Conforme al análisis efectuado precedentemente, no resulta evidente la vulneración del derecho al debido proceso en sus elementos de congruencia, fundamentación y motivación; puesto que el reclamo relativo a la indebida aplicación de lo establecido por el art. 549 inc. 3) del CC, recibió un pronunciamiento acorde con los antecedentes y la pretensión expuesta en el proceso ordinario de nulidad de contrato de compraventa y cancelación de registro en la Oficina de DD.RR., y con base en el principio per saltum, que impide la postulación de nuevos reclamos que no fueron expuestos y considerados en una instancia anterior; motivo por el que corresponde denegar la tutela solicitada con relación al examen realizado sobre el tercer agravio identificado en la presente acción tutelar.

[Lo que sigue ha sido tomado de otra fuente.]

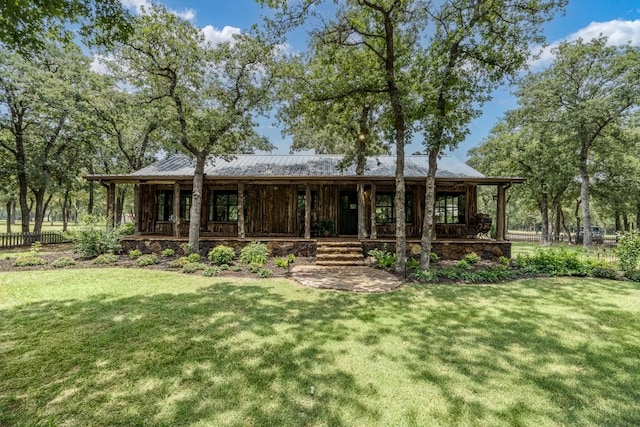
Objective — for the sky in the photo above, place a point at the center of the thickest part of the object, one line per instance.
(586, 19)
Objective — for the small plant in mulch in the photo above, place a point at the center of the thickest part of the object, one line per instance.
(145, 260)
(63, 262)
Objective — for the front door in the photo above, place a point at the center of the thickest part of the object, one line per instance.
(348, 213)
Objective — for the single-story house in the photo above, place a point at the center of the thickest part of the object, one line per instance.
(307, 197)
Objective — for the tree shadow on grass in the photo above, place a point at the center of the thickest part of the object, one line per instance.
(246, 355)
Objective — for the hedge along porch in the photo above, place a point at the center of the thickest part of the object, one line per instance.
(307, 197)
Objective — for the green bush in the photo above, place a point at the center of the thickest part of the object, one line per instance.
(168, 252)
(26, 260)
(254, 253)
(211, 271)
(221, 254)
(633, 275)
(145, 260)
(471, 258)
(383, 257)
(135, 254)
(93, 237)
(180, 262)
(62, 262)
(264, 273)
(628, 251)
(104, 259)
(192, 267)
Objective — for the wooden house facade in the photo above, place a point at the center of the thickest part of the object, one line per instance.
(307, 197)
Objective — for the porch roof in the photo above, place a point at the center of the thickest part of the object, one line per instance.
(300, 167)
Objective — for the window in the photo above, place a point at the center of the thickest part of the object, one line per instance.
(165, 205)
(386, 208)
(450, 208)
(302, 195)
(223, 206)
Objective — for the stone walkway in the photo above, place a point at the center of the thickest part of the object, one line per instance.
(354, 279)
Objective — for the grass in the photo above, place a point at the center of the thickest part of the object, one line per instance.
(137, 347)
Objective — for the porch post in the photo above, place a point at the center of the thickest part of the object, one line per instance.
(307, 212)
(176, 209)
(501, 214)
(374, 231)
(111, 204)
(241, 233)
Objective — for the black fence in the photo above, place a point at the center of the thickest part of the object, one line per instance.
(11, 240)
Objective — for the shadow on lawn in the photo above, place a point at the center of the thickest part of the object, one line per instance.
(245, 355)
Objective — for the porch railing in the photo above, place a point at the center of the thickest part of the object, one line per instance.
(11, 240)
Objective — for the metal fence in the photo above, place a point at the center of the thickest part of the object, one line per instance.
(10, 240)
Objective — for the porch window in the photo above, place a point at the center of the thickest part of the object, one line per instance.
(386, 208)
(224, 206)
(165, 205)
(450, 208)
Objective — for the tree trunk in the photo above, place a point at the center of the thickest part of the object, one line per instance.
(196, 202)
(429, 206)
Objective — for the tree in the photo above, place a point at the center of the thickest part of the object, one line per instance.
(26, 25)
(214, 91)
(590, 88)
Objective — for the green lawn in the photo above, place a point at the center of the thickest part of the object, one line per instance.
(138, 347)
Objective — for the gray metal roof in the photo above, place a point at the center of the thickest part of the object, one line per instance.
(292, 166)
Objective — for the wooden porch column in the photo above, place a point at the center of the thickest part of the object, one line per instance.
(241, 232)
(374, 231)
(176, 209)
(307, 212)
(111, 204)
(501, 214)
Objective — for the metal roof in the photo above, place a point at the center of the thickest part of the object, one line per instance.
(300, 166)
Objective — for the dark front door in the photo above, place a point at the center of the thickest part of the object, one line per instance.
(348, 213)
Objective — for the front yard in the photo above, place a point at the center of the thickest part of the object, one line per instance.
(147, 347)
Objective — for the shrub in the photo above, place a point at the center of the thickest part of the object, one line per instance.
(135, 254)
(168, 252)
(192, 267)
(628, 251)
(94, 238)
(62, 262)
(211, 271)
(254, 253)
(264, 273)
(383, 257)
(107, 258)
(194, 257)
(471, 258)
(633, 275)
(145, 260)
(26, 260)
(221, 254)
(180, 262)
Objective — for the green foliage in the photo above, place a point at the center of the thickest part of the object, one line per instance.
(26, 260)
(471, 258)
(180, 262)
(264, 273)
(64, 261)
(168, 252)
(93, 237)
(104, 259)
(254, 253)
(135, 254)
(628, 251)
(633, 275)
(221, 254)
(192, 267)
(285, 262)
(149, 259)
(193, 257)
(211, 271)
(383, 257)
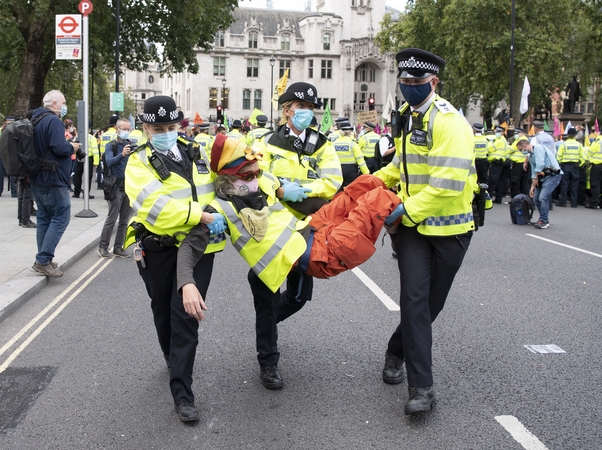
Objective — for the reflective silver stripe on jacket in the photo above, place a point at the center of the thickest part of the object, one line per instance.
(456, 219)
(245, 236)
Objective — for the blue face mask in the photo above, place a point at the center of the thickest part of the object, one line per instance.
(415, 94)
(164, 141)
(302, 118)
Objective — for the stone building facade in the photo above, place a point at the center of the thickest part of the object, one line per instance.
(332, 48)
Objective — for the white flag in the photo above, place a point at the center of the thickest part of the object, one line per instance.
(524, 98)
(388, 108)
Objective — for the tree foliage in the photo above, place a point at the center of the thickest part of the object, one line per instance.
(164, 31)
(554, 40)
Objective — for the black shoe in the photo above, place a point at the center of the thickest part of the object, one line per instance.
(187, 411)
(270, 377)
(393, 370)
(421, 400)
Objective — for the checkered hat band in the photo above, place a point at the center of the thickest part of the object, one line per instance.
(413, 64)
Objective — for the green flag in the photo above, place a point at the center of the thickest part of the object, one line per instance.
(327, 122)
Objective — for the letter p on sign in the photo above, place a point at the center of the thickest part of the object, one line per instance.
(85, 7)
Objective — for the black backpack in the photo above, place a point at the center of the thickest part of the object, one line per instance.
(18, 152)
(521, 209)
(109, 181)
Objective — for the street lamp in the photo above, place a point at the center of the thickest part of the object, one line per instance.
(272, 62)
(223, 89)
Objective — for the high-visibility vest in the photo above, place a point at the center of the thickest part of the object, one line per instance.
(166, 207)
(440, 183)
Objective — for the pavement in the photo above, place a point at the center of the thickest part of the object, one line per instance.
(18, 281)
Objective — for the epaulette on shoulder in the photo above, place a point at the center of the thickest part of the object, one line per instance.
(444, 106)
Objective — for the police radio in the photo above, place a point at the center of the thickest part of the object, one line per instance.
(158, 165)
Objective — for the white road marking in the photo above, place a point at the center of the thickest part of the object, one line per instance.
(565, 245)
(382, 296)
(24, 345)
(520, 434)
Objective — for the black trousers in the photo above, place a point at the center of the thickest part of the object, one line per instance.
(177, 331)
(24, 201)
(427, 267)
(79, 176)
(495, 184)
(595, 180)
(520, 180)
(271, 308)
(569, 184)
(482, 167)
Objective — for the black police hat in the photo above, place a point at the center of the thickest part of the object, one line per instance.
(161, 110)
(417, 63)
(538, 123)
(113, 119)
(301, 91)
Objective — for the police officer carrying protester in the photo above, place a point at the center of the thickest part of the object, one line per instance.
(434, 165)
(169, 182)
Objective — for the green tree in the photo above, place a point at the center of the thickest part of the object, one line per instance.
(474, 36)
(165, 31)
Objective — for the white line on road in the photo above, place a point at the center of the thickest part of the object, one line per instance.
(382, 296)
(518, 431)
(42, 313)
(24, 345)
(565, 245)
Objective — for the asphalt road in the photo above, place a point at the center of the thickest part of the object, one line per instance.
(94, 377)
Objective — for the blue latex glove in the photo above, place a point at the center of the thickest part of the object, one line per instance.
(396, 214)
(293, 192)
(218, 226)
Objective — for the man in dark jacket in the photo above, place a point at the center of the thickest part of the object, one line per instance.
(51, 189)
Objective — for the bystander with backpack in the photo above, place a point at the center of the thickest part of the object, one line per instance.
(51, 187)
(115, 158)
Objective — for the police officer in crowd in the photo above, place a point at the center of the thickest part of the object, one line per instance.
(350, 155)
(367, 143)
(169, 182)
(309, 170)
(434, 165)
(204, 139)
(570, 157)
(259, 131)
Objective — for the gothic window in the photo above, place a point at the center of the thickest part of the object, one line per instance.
(253, 39)
(326, 41)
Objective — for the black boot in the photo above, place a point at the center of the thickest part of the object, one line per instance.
(393, 370)
(421, 400)
(270, 377)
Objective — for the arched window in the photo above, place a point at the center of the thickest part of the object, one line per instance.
(253, 39)
(285, 42)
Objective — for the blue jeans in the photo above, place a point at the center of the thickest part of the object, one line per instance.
(53, 216)
(541, 196)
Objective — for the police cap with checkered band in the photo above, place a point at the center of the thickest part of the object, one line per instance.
(417, 63)
(161, 110)
(301, 91)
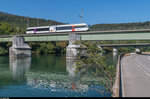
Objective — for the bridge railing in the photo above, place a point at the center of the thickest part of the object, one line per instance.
(117, 84)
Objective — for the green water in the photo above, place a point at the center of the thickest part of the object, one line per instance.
(47, 76)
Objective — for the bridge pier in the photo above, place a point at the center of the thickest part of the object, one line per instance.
(72, 49)
(19, 48)
(137, 50)
(115, 51)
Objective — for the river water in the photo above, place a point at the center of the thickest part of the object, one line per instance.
(47, 76)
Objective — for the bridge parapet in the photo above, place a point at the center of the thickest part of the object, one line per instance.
(72, 49)
(19, 48)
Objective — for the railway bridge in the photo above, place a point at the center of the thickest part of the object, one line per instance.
(20, 47)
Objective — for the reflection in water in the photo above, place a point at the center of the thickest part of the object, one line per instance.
(19, 66)
(47, 76)
(58, 81)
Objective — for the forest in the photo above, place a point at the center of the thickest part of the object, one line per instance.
(13, 24)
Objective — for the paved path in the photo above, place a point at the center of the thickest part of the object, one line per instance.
(135, 76)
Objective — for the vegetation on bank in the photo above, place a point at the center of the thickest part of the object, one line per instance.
(13, 24)
(90, 58)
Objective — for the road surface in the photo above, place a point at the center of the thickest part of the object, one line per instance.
(135, 76)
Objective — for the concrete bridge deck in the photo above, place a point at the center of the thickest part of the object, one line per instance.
(135, 76)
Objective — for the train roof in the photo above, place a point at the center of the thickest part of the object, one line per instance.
(38, 27)
(56, 25)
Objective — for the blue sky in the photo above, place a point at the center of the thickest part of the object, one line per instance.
(94, 11)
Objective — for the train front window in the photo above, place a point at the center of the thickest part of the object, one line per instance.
(83, 26)
(64, 28)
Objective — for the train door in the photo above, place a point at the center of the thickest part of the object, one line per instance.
(73, 28)
(52, 28)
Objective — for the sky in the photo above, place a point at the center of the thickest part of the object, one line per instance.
(68, 11)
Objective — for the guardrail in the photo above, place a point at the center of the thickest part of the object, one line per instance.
(116, 86)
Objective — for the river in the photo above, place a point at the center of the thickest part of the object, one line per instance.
(47, 76)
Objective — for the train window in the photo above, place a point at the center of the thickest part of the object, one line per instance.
(43, 29)
(64, 28)
(84, 26)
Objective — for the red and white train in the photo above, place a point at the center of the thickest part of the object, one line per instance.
(58, 28)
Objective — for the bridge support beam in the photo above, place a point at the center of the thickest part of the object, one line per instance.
(72, 49)
(137, 50)
(19, 48)
(115, 51)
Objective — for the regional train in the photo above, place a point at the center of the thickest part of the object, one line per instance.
(58, 28)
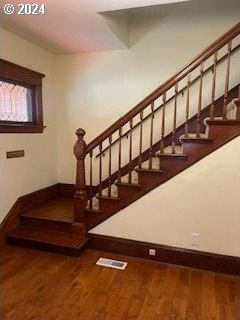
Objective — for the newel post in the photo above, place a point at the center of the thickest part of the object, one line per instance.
(80, 197)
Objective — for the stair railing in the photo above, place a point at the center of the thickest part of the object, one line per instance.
(143, 130)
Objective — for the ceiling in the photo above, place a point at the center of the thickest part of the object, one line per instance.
(75, 26)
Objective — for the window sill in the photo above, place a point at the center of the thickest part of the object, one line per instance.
(21, 128)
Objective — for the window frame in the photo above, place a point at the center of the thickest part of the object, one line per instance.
(11, 72)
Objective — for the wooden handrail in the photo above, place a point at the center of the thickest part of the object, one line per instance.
(193, 64)
(235, 49)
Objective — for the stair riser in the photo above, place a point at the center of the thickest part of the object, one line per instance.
(45, 246)
(107, 205)
(127, 193)
(223, 132)
(45, 224)
(146, 179)
(194, 149)
(172, 165)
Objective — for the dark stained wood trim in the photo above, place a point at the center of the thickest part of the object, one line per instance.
(17, 74)
(18, 128)
(68, 190)
(233, 93)
(180, 92)
(193, 64)
(25, 203)
(167, 254)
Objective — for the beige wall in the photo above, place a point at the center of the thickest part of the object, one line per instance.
(38, 168)
(96, 89)
(204, 199)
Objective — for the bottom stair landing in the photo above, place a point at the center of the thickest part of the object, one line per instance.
(49, 227)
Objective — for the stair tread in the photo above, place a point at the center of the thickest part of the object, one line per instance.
(62, 239)
(148, 170)
(223, 121)
(196, 139)
(108, 198)
(97, 211)
(172, 155)
(136, 185)
(59, 209)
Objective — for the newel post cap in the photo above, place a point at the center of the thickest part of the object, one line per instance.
(80, 133)
(80, 144)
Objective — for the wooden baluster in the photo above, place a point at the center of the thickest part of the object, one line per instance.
(130, 152)
(198, 124)
(119, 154)
(91, 176)
(212, 107)
(80, 197)
(187, 104)
(110, 166)
(174, 120)
(227, 81)
(164, 97)
(100, 169)
(151, 136)
(238, 105)
(140, 141)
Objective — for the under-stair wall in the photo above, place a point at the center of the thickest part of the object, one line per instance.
(204, 199)
(98, 88)
(21, 176)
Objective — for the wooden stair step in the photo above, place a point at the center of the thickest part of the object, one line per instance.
(223, 122)
(127, 190)
(151, 171)
(172, 155)
(107, 198)
(59, 209)
(94, 211)
(196, 140)
(147, 177)
(60, 242)
(130, 185)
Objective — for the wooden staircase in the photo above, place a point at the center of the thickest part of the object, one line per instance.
(61, 224)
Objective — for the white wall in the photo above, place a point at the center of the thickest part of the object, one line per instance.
(95, 89)
(204, 199)
(38, 168)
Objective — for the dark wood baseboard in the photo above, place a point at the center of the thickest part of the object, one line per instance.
(25, 203)
(185, 257)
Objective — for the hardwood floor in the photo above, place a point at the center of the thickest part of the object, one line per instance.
(37, 285)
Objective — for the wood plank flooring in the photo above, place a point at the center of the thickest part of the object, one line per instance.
(37, 285)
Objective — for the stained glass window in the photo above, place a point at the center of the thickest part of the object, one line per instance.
(15, 102)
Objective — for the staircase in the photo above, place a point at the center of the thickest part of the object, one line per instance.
(191, 115)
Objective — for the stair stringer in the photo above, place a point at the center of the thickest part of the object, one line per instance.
(203, 199)
(194, 150)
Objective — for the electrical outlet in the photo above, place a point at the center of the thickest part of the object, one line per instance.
(195, 239)
(152, 252)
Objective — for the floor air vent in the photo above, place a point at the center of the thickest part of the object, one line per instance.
(111, 263)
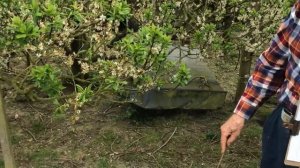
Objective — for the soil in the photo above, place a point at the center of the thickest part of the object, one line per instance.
(109, 135)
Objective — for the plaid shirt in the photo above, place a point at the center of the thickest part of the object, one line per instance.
(277, 70)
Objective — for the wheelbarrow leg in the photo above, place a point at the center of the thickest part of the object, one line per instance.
(9, 161)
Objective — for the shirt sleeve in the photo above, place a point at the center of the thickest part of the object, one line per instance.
(269, 73)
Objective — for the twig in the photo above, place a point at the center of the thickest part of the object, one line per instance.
(70, 161)
(165, 142)
(30, 133)
(154, 158)
(221, 159)
(111, 145)
(132, 143)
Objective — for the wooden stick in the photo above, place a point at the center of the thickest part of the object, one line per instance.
(9, 160)
(221, 159)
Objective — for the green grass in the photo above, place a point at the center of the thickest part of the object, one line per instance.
(1, 164)
(103, 163)
(43, 157)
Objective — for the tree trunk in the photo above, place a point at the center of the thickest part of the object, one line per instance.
(244, 73)
(4, 136)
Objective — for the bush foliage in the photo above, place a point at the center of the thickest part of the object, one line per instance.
(111, 47)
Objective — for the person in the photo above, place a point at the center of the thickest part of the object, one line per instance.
(277, 71)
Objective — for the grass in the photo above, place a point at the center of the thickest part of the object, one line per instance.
(43, 157)
(112, 142)
(1, 163)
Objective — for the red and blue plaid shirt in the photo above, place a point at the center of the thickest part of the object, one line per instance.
(277, 70)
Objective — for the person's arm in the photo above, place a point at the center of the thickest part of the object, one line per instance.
(268, 76)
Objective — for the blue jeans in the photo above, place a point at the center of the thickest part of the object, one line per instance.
(274, 141)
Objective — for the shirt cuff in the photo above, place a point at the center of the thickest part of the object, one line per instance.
(244, 109)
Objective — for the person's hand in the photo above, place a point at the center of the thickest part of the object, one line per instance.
(230, 130)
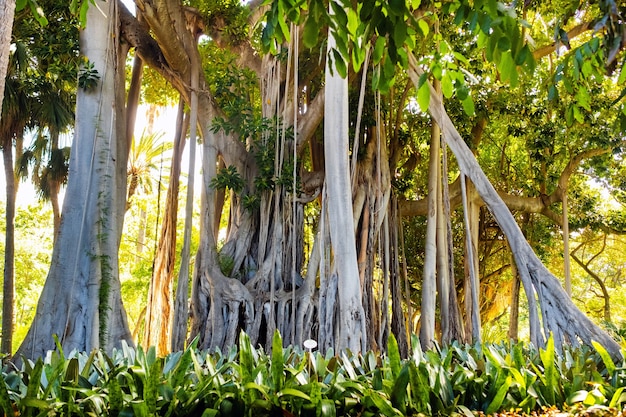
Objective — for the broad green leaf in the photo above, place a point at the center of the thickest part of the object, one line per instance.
(5, 400)
(606, 357)
(398, 394)
(327, 408)
(468, 106)
(339, 64)
(379, 49)
(399, 33)
(504, 44)
(577, 397)
(353, 22)
(496, 402)
(619, 397)
(447, 88)
(393, 351)
(294, 393)
(397, 7)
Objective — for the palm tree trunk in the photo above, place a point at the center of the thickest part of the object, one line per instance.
(7, 8)
(159, 307)
(9, 250)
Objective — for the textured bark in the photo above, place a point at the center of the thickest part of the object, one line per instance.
(8, 287)
(81, 301)
(159, 311)
(559, 316)
(429, 277)
(350, 326)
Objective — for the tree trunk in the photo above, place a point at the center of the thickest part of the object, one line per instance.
(8, 295)
(559, 316)
(181, 306)
(159, 307)
(429, 277)
(81, 301)
(514, 316)
(566, 261)
(350, 326)
(471, 212)
(7, 11)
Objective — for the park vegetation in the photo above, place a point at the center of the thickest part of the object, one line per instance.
(417, 186)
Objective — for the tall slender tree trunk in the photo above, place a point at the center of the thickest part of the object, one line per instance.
(181, 306)
(159, 307)
(514, 314)
(429, 277)
(350, 326)
(81, 301)
(8, 295)
(566, 256)
(545, 294)
(7, 11)
(55, 186)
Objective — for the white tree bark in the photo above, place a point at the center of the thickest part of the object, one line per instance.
(7, 11)
(429, 277)
(559, 316)
(81, 301)
(351, 324)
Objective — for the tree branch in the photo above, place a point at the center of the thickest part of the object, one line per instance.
(571, 34)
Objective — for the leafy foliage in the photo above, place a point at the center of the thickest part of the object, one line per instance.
(289, 381)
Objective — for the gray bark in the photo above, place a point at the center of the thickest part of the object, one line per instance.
(559, 316)
(80, 301)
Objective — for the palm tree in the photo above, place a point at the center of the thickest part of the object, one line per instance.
(15, 118)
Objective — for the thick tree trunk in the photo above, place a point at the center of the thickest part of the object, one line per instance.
(429, 277)
(8, 287)
(559, 316)
(81, 301)
(181, 304)
(159, 307)
(350, 326)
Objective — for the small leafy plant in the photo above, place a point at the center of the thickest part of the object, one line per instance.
(288, 381)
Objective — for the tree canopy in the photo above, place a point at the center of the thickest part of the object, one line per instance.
(414, 159)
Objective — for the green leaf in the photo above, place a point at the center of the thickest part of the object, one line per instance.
(339, 64)
(353, 22)
(399, 33)
(379, 49)
(294, 393)
(468, 106)
(423, 93)
(397, 7)
(497, 400)
(5, 400)
(20, 4)
(447, 88)
(619, 397)
(393, 351)
(399, 391)
(423, 27)
(504, 44)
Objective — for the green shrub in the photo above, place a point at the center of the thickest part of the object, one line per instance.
(246, 381)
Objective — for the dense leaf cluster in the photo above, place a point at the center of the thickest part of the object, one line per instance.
(289, 381)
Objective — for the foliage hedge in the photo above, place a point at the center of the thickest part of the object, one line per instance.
(246, 381)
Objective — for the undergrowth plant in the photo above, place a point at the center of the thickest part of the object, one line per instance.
(247, 381)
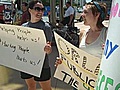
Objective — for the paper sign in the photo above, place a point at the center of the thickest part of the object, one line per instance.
(22, 48)
(79, 69)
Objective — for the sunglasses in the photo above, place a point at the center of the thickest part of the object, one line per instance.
(38, 9)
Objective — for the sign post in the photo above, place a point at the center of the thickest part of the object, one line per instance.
(109, 75)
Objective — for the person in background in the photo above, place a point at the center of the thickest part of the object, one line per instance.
(92, 41)
(17, 17)
(25, 15)
(36, 10)
(69, 15)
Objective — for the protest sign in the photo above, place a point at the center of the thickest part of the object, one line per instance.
(22, 48)
(109, 75)
(79, 69)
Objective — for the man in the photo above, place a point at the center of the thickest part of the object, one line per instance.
(69, 15)
(36, 10)
(25, 15)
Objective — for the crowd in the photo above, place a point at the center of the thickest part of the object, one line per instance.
(92, 41)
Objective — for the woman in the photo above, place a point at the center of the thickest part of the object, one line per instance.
(36, 10)
(92, 40)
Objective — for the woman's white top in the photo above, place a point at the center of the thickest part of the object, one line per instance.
(94, 48)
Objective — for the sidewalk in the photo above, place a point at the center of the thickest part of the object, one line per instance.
(10, 79)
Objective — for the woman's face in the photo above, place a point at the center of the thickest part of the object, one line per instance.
(37, 11)
(88, 16)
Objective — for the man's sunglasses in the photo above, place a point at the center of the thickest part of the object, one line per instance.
(38, 9)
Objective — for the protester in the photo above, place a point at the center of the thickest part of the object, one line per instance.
(25, 15)
(69, 15)
(92, 40)
(36, 10)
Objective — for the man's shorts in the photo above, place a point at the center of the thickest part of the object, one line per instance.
(45, 75)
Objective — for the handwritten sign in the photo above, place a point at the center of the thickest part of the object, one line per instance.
(22, 48)
(79, 69)
(109, 76)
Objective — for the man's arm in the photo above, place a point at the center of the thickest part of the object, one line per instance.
(71, 18)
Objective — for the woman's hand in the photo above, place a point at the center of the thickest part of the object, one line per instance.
(48, 48)
(58, 61)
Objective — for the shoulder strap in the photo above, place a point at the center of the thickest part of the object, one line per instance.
(81, 35)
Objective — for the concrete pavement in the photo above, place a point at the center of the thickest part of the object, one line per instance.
(10, 79)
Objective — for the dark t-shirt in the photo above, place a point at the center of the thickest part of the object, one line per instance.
(48, 33)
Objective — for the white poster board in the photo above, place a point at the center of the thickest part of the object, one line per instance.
(79, 69)
(22, 48)
(109, 76)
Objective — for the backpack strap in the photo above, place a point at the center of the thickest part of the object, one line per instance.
(81, 35)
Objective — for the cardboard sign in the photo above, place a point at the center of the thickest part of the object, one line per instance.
(79, 69)
(109, 76)
(22, 48)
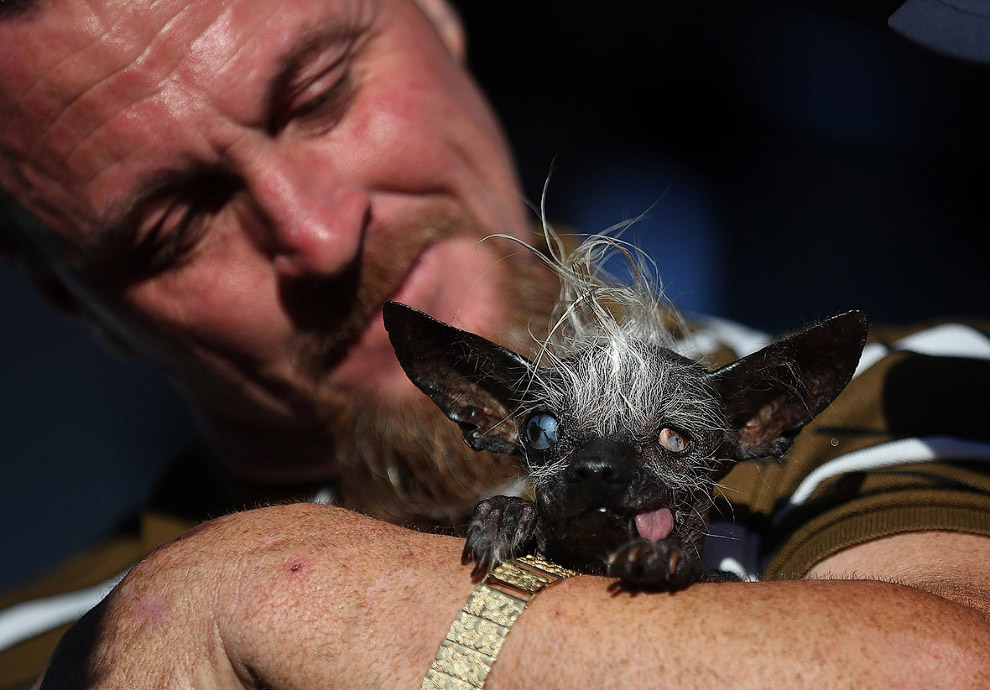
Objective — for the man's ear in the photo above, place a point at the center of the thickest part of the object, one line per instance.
(448, 25)
(469, 378)
(771, 394)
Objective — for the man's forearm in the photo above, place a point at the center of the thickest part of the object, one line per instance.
(746, 635)
(306, 596)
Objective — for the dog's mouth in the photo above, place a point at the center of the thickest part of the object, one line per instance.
(653, 524)
(599, 522)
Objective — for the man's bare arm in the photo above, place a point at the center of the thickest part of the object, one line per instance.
(313, 597)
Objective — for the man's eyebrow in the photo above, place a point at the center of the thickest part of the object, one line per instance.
(305, 47)
(119, 225)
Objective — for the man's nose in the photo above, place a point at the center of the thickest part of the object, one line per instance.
(314, 221)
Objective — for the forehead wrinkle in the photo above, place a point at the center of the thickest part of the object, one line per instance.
(112, 50)
(134, 75)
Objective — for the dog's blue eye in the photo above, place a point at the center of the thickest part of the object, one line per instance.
(542, 431)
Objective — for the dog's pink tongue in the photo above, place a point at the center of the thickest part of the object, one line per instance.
(655, 524)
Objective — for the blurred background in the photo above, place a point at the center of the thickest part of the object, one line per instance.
(790, 159)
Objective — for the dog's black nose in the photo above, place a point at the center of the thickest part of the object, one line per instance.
(598, 470)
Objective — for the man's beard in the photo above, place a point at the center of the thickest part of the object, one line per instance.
(404, 460)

En definitiva, no corresponde emitir un pronunciamiento sobre la denuncia de vulneración de los derechos a la defensa, a recurrir, a la propiedad privada y a una justicia pronta y oportuna, al no exponerse sobre los mismos un argumento que demuestre su vulneración por las determinaciones asumidas por los Magistrados ahora accionados.
En consecuencia, la Sala Constitucional, al conceder “parcialmente” la tutela solicitada, obró de manera correcta.